Vivemos o nosso primeiro ano de vida a dois num pequeno apartamento alugado, ainda a juntar algum dinheiro para conseguirmos avançar com a compra de uma casa maior, perante os nossos planos de termos, pelo menos, dois filhos. Como todos os casais, tivemos momentos de grande alegria, paixão, amor, cumplicidade, mas também pequenos atritos, resultantes de opiniões discordantes. No entanto, nunca adormecemos de costas voltadas. Talvez tenha sido esse o segredo para um casamento de 40 anos.
Recordo-me da alegria expressa naqueles olhos, quando ficou grávida. Conseguiu ficar ainda mais bonita e fazer de mim um homem realizado.

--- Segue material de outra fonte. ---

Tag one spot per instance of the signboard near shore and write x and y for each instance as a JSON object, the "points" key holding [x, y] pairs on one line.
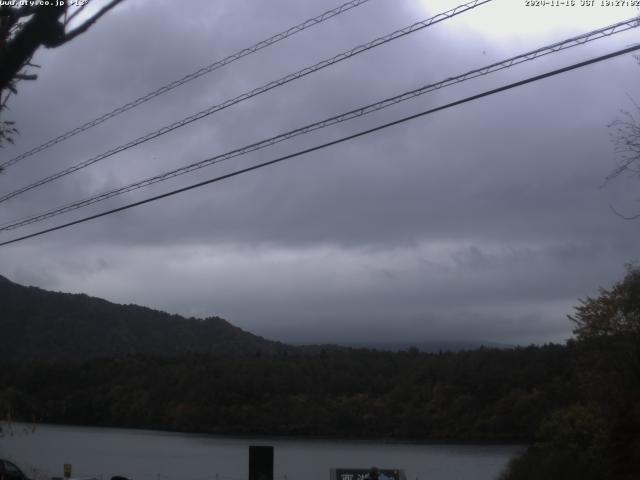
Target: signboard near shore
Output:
{"points": [[364, 474]]}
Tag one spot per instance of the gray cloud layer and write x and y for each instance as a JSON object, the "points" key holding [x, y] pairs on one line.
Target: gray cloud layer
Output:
{"points": [[486, 221]]}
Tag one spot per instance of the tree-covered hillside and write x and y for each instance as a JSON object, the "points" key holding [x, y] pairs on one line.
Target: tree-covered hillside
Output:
{"points": [[38, 324]]}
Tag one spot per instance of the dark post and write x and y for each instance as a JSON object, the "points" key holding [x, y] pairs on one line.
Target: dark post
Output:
{"points": [[260, 462]]}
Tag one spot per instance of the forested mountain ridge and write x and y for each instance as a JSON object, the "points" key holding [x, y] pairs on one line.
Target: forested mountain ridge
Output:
{"points": [[37, 324]]}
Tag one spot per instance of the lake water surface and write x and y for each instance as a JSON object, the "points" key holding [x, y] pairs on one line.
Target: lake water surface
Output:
{"points": [[151, 455]]}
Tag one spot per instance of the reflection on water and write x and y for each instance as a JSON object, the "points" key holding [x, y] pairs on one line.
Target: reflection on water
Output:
{"points": [[150, 455]]}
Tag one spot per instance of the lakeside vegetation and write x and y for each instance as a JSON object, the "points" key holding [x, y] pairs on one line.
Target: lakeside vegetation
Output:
{"points": [[578, 405]]}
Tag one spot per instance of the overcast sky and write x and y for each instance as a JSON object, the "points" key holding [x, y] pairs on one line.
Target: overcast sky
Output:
{"points": [[484, 222]]}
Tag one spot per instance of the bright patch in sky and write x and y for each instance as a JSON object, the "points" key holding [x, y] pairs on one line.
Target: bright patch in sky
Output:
{"points": [[528, 18]]}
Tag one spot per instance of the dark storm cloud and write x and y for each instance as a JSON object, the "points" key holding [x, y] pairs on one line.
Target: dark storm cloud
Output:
{"points": [[484, 221]]}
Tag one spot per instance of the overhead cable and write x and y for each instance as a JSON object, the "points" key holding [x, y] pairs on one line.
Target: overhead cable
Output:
{"points": [[257, 91], [187, 78], [359, 112], [334, 142]]}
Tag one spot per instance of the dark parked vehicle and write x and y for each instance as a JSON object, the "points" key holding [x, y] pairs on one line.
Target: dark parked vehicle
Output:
{"points": [[8, 471]]}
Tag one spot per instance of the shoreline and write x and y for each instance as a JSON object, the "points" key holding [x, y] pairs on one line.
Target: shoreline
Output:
{"points": [[285, 438]]}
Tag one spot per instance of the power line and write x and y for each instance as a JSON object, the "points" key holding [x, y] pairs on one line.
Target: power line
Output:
{"points": [[257, 91], [334, 142], [189, 77], [528, 56]]}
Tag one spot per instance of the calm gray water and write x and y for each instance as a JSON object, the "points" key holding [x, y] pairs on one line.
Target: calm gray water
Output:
{"points": [[151, 455]]}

Nunca me imaginei a viver sem ela, já que passou a ser a minha metade.
Infelizmente, o destino acabou por me pregar uma enorme partida, e levou mais cedo do que esperava a mulher que tanto amava e que me acompanhou em todos os momentos até ali. Ficar viúvo fez-me sentir velho, porque os meus filhos pouco tempo tinham para mim, para substituir a companhia que a minha esposa me fazia, quer fosse nos passeios pela baixa, quer fosse num lanche a meio da tarde. A partir desse dia comecei a conhecer a palavra solidão e a compreender o medo que atormentava os velhos. Tinha-me esquecido que, um dia, também eu seria velho! Comecei a sentir-me isolado, no meu mundo, naquela casa vazia e que outrora estivera tão cheia e movimentada.

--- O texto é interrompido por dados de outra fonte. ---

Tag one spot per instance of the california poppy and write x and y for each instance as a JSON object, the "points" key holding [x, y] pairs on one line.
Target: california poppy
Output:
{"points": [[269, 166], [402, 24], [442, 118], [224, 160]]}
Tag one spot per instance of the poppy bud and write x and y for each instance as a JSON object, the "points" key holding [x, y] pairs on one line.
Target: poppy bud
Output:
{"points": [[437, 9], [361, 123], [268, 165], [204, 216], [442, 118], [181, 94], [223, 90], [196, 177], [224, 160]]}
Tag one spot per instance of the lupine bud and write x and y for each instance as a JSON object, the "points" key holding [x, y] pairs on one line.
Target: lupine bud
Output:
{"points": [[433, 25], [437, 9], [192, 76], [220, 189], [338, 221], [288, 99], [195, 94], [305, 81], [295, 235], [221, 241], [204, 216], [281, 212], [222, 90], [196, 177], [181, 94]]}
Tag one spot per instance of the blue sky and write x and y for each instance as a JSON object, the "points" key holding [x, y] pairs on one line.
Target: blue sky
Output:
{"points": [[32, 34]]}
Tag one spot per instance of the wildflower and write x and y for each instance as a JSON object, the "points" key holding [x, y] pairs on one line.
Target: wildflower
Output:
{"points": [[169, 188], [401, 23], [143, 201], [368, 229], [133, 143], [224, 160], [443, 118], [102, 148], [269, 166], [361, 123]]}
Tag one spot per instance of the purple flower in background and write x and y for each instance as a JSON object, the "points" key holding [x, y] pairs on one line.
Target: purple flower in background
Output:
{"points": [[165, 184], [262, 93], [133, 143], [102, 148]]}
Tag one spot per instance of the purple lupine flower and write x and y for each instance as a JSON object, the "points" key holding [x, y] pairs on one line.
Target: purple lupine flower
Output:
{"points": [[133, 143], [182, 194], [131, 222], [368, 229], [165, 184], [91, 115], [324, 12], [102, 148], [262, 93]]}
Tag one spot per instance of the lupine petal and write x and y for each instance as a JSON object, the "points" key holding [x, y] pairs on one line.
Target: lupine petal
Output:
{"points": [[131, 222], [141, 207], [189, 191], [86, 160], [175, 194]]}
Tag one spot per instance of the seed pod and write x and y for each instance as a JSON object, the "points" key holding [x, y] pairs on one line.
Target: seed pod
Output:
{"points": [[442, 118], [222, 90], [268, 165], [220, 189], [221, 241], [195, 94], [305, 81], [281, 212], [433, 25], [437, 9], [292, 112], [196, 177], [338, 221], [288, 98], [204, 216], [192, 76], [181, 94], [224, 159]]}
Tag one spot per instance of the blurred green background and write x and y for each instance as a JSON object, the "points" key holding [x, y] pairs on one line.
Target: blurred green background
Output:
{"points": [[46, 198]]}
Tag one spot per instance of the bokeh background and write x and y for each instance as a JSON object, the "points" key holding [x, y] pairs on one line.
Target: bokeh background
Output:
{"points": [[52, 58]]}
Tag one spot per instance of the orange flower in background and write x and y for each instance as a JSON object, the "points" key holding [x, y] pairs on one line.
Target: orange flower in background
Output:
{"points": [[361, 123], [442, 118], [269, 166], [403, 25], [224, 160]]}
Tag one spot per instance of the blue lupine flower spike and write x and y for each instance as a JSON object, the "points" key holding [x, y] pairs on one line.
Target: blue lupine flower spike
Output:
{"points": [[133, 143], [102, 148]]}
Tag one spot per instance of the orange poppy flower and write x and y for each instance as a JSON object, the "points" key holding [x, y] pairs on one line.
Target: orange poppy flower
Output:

Passados dois anos, também eu acabei por ficar doente e debilitado e a “solução” que arranjaram para mim foi esta...
Os dias aqui passam muito devagar, ao ponto de rezar durante a noite para a minha hora não tardar, já que me sentia um estorvo na vida dos meus filhos e um inútil para a sociedade. Eles vinham visitar um velho que nem sempre se lembrava deles, que pouco ou nada tinha para contar. O que estava ali a fazer afinal, meu Deus? Sem projetos, sem sonhos, apenas com uma imensa saudade pelos tempos que passaram...
Hoje até era um dia bom, não me podia queixar! Acordei com memórias e agarrei-me desesperadamente a elas! Talvez até devesse fazer uma chamada para falar com os meus filhos e perguntar-lhes pela vida, pelas esposas e pelos meus netos! As funcionárias do lar diziam-me que as visitas deles eram regulares, quase todos os fins-de-semana, contudo eu nem sempre conseguia lembrar-me e sofria... sofria perante a dor deles ao verem o pai assim, a piorar na terrível doença Alzheimer.
Assim foi! Liguei-lhes e ambos ficaram radiantes por me sentirem melhor. Era tão bom voltar a sentir o amor dos meus filhos, lembrar-me do dia em que nasceram e na alegria que senti, dos momentos de angústia perante o primeiro dia de aulas ou os momentos em que o termómetro assinalava alguma febre.
Depois das chamadas, desloquei-me, devagar, novamente para o jardim e sentei-me no banco, mesmo em frente ao lago. E de repente, sem dar por isso, perdi-me... Afinal quem era eu, que sítio era aquele? E aquela mulher a falar para mim e a tentar convencer-me a descansar um pouco, quem era afinal? Nada fazia sentido na minha cabeça, tudo era vazio...novamente o vazio.